Earlier this week the student federations of CEGEP and university students, FECQ and FEUQ, presented their proposal, which included moratoriums on construction, funding increases, a tuition freeze, and a wide-ranging Estates General to discuss the role of higher education in Quebec.

Quebec's 18 rectors and deans (CREPUQ) issued a press release Thursday denouncing the demands as "nonsense" that would weaken Quebec society.

Overall, political observers think the student protest has long since moved past an argument about tuition fees.

"It's never been about negotiating, it's showing that the system, system with a capital S, doesn't work," said Patrick Lagace.

That said, the La Presse columnist thinks that the government will never change its mind about tuition fees, and soon give protesters an ultimatum.

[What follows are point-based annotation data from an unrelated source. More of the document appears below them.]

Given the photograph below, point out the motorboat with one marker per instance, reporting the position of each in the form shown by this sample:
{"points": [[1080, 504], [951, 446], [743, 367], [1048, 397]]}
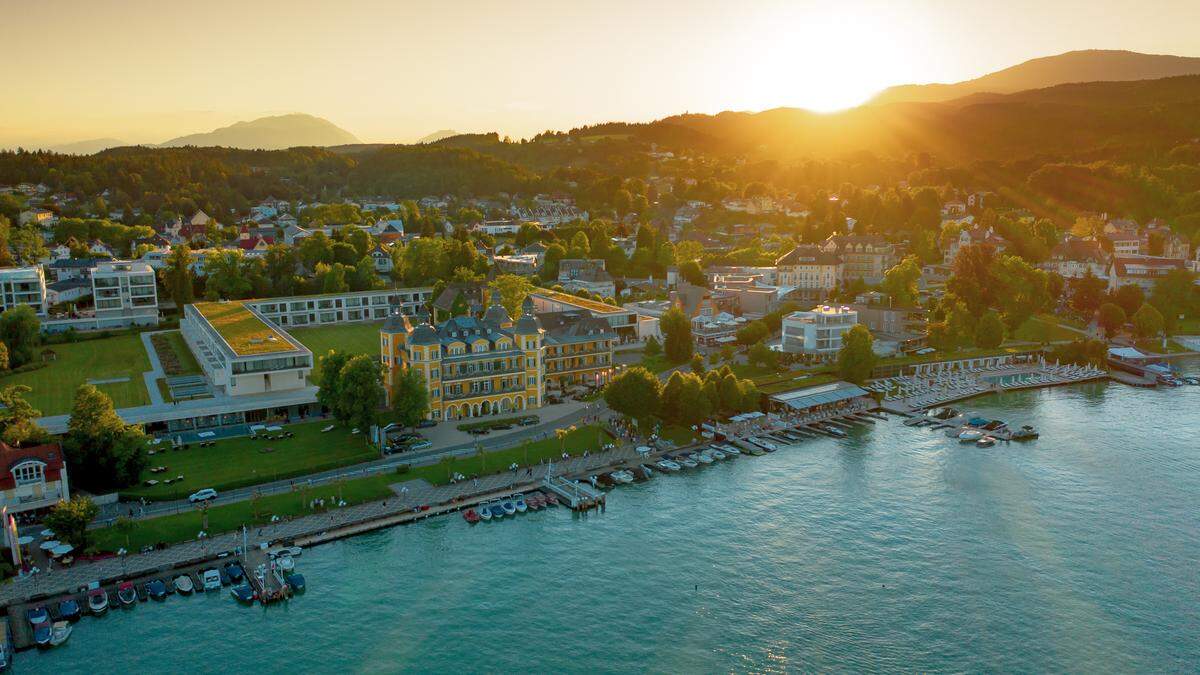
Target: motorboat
{"points": [[59, 632], [42, 634], [184, 585], [243, 593], [211, 579], [97, 601], [295, 581], [69, 609], [126, 593], [36, 615], [156, 589], [235, 572], [667, 465]]}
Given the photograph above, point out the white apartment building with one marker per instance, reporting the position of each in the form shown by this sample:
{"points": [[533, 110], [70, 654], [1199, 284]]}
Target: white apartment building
{"points": [[125, 291], [819, 330], [23, 286]]}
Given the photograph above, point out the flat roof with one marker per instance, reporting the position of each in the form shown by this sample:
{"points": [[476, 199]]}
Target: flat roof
{"points": [[568, 299], [821, 394], [244, 330]]}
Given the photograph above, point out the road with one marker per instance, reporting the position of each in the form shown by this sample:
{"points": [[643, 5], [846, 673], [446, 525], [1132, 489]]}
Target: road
{"points": [[431, 455]]}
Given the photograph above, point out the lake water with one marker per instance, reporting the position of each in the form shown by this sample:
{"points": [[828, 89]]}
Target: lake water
{"points": [[894, 549]]}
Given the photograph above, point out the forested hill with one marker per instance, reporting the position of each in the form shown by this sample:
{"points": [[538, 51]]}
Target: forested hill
{"points": [[1090, 65]]}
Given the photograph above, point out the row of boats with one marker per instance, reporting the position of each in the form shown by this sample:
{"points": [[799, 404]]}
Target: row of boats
{"points": [[510, 506]]}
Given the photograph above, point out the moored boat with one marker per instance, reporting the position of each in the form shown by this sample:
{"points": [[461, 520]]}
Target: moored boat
{"points": [[126, 593], [184, 585], [97, 601], [69, 609], [59, 632]]}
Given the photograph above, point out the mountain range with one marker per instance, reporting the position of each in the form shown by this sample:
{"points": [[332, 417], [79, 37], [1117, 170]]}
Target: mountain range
{"points": [[1087, 65]]}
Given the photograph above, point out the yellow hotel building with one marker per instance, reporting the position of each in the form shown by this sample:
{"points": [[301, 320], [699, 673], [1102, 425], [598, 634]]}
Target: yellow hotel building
{"points": [[493, 365]]}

"I think the government will soon issue a deadline, that if you're not back in class by a certain date, you get an F."

Many CEGEP students miss class

Also on Thursday, students at Montreal's André-Laurendeau CEGEP voted to continue boycotting class in spite of the cancellation of summer courses and the possibility that this semester will be canceled.

The CEGEP has been closed for the last 10 weeks. On Thursday, 52.7 percent of voters supported to remain out.

About 630 of 2900 students atetended the meeting. They agreed to allow a few classes to continue, including those of the International schoool.

Meanwhile at the CEGEP de Sherbrooke, a back-to-school injunction was ignored and courses were suspended. Contempt of court charge will be heard May 7 at the Sherbrooke courthouse.

The Sherbrooke student meeting was scheduled for 10 a.m. but only took place at around 3:30 p.m. About 2,000 attended.

The CEGEP de l'Outaouais continued to ignore a Superior Court injunction and canceled its courses again Thursday.

The school administration cancelled courses at around 9:00 a.m. after about 250 protesters entered the Hull campus. After some resistance, students who wanted to attend class were allowed in. No arrests were made.

At the CEGEP de Maisonneuve, the 16 students who had won an injuction to attend courses attended class, while others who wanted to attend were not permitted.